Aufgeben mag die leidenschaftliche Langstreckenläuferin aber nicht. Sie packt die nächste Gelegenheit beim Schopf und kandidiert für die Nationalratswahlen vom 23.Oktober. Die Chancen, ihren Platz als Erstnachrückende von Maya Graf zu verteidigen, stehen nicht schlecht. Allerdings zeichnet sich ein spannendes Kopf-an-Kopf-Rennen mit Philipp Schoch ab. Denn das Ziel des Grünen-Präsidenten ist klar: Er will nach Bern und dort in Grafs Fussstapfen treten. Den listeninternen Konkurrenzkampf spürt Maag sehr wohl, fürchtet ihn aber nicht. Ausserdem weiss sie: «Auch in Konkurrenzsituationen arbeiten wir Grüne nie gegeneinander. Intrigen wie bei anderen Parteien gibt es bei uns nicht.»

Rivalität mit Maya Graf

Deshalb gibt die Erwachsenenbildnerin auch offen zu, dass zwischen ihr und Maya Graf durchaus eine gewisse Rivalität besteht. Aufgeflammt sei diese ab und zu, als sie beide noch im Landrat waren. «Es ist wohl besser, wenn wir in verschiedenen Bereichen tätig sind, dann profitiert die Partei am meisten von uns», sagt sie und lacht. Maag schätzt ihre erfolgreiche Parteikollegin gleichzeitig sehr und ist froh, dass sie Meinungsverschiedenheiten immer «auf Augenhöhe» ausfechten konnten.

Sollte es mit ihren Nationalratsplänen ebenfalls nicht klappen, sucht Maag weiter nach dem Weg zurück in die aktive Politik. Die Nationalratswahlen im Jahr 2015 sind eine Option für sie. Aber auch ein Sitz im Liestaler Stadtrat wie einst ihre Mutter Annemarie Maag könnte sie reizen. Ob in der Legislative oder in der Exekutive, das spielt für die zweifache Adoptivmutter keine Rolle. «Wichtig ist, dass man etwas bewirken kann.»

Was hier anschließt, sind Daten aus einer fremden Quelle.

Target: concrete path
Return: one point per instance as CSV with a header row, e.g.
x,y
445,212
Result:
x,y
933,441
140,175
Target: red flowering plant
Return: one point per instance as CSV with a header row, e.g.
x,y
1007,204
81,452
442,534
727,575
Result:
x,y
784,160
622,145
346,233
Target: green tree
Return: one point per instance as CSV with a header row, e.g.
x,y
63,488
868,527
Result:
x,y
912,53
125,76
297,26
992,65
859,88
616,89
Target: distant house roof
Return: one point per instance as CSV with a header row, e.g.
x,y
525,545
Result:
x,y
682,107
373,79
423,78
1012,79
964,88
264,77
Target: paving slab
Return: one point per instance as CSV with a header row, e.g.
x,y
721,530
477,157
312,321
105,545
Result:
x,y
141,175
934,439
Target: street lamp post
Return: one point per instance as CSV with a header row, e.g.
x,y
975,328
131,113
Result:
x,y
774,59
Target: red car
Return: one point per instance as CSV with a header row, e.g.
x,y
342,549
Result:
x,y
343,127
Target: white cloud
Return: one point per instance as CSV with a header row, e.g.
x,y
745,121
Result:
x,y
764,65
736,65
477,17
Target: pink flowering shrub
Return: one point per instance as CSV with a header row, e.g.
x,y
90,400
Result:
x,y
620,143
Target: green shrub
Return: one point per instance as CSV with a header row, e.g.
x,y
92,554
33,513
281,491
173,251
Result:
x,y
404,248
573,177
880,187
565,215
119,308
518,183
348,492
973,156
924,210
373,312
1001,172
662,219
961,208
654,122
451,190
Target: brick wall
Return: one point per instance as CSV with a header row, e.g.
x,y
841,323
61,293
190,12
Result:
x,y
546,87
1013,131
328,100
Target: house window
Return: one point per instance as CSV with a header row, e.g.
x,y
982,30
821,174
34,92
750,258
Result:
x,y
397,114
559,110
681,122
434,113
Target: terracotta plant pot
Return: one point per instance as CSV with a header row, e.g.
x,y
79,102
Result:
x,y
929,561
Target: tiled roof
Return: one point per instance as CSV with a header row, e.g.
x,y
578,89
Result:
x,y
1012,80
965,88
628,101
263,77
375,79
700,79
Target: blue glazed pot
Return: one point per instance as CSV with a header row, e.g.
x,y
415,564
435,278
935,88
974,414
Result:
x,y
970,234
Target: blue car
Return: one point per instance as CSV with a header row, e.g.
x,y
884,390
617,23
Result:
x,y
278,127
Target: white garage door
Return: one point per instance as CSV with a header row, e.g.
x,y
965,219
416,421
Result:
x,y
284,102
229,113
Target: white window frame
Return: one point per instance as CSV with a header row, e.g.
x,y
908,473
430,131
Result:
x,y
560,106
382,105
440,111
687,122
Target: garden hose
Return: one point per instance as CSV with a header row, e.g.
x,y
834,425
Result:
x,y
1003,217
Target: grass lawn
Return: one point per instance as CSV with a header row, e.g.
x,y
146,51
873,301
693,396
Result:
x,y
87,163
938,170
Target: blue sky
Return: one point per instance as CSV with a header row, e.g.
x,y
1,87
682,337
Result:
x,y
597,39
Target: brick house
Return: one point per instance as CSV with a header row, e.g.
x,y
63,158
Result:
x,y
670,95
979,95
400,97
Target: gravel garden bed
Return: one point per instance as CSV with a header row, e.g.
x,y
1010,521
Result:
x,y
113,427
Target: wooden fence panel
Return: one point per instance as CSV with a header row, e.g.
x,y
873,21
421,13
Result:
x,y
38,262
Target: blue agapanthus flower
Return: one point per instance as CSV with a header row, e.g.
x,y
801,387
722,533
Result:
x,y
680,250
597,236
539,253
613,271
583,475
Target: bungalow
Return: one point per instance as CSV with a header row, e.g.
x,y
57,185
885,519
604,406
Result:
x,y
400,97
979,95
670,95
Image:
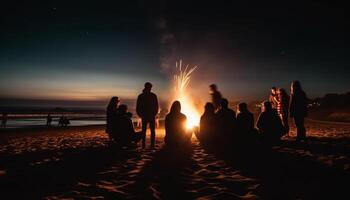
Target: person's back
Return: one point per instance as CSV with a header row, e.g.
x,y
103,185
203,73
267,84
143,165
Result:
x,y
208,123
147,108
245,121
298,104
215,96
226,118
270,124
175,127
147,105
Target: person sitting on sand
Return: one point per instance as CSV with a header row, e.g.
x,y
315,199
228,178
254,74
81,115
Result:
x,y
175,126
226,119
270,124
111,118
126,134
245,120
207,124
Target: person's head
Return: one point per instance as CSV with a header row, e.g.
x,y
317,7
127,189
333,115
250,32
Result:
x,y
148,87
224,103
209,108
295,87
113,103
175,107
281,92
123,109
266,106
242,107
213,88
273,90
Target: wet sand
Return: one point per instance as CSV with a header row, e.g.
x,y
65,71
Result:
x,y
78,163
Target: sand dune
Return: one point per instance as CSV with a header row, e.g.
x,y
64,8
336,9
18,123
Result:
x,y
78,163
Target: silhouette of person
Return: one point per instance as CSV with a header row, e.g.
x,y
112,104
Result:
x,y
61,121
226,119
4,120
147,109
298,109
126,134
245,119
269,124
273,97
208,123
111,118
175,126
215,96
48,120
283,107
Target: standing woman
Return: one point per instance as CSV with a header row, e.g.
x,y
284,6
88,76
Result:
x,y
283,108
111,118
298,109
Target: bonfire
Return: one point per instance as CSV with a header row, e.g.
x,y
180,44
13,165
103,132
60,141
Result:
x,y
182,80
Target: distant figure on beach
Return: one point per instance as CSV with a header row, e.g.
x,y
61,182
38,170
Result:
x,y
48,120
273,97
269,124
175,126
245,119
111,118
208,123
4,120
147,109
215,96
283,108
298,109
125,134
226,119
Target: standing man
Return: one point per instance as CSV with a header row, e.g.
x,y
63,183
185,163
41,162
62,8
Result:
x,y
215,96
273,97
147,109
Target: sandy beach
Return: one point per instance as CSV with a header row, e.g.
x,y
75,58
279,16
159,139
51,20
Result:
x,y
78,163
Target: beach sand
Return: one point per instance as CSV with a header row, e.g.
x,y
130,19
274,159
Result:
x,y
78,163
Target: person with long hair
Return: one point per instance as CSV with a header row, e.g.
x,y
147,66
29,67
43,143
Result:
x,y
207,124
269,124
111,118
175,126
298,109
283,107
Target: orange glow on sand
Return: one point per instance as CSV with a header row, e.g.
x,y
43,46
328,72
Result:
x,y
181,81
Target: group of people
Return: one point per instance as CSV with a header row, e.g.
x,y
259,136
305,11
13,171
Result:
x,y
120,128
218,122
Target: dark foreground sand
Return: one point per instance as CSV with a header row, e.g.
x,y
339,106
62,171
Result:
x,y
77,163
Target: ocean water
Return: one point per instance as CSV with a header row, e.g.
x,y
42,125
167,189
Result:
x,y
31,122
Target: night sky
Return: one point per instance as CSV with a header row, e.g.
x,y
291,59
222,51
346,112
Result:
x,y
91,51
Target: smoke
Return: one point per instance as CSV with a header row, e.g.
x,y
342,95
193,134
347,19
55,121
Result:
x,y
168,45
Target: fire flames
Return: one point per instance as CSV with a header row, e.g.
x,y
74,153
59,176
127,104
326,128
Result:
x,y
182,79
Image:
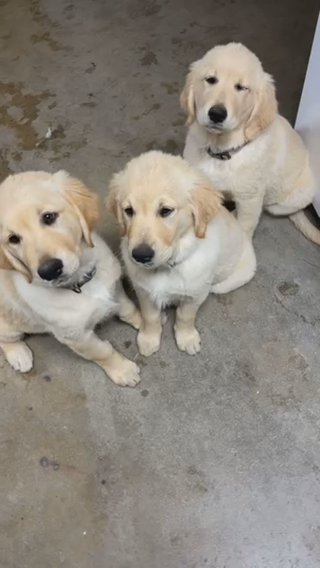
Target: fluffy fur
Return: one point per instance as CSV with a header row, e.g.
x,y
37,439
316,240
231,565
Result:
x,y
271,170
30,304
165,204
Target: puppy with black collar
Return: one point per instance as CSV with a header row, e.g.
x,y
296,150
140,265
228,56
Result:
x,y
237,138
56,275
178,243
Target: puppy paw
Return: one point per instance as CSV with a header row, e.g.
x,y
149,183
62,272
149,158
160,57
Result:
x,y
20,357
148,343
124,373
188,340
134,319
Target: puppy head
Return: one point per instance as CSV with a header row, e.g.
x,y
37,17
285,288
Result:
x,y
158,199
44,221
228,89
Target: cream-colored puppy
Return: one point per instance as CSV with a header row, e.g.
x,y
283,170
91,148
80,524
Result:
x,y
237,138
179,243
56,275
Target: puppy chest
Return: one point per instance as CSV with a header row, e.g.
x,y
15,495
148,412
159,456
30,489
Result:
x,y
171,287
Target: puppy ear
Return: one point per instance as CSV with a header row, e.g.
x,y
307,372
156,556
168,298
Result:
x,y
264,111
206,202
113,205
4,262
9,262
84,201
187,100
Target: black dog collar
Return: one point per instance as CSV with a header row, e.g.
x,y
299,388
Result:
x,y
85,278
225,154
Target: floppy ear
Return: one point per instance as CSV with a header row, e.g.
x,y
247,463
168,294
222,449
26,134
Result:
x,y
113,205
206,202
84,201
9,262
187,101
4,262
264,111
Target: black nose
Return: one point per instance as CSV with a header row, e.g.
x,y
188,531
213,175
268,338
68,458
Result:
x,y
50,269
143,253
217,113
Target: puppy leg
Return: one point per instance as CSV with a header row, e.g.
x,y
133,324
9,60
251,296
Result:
x,y
243,273
290,205
149,336
187,336
18,354
127,310
120,370
248,213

Trotz politischer Ambitionen hat Esther Maag das Kapitel Journalismus nicht abgeschlossen: «Es sind nicht zwei Seelen in meiner Brust, es ist ein und dieselbe.» Deshalb sucht sie nach einem Weg, die beiden Dinge unter einen Hut zu bringen. Ihr schelmischer Blick verrät, dass sie diesen irgendwann auch finden wird. Bis dahin arbeitet sie an anderen Projekten weiter. Worum es sich dabei genau handelt, will Maag aber nicht verraten. Nur so viel: «Es stehen verbandspolitische Pläne an.»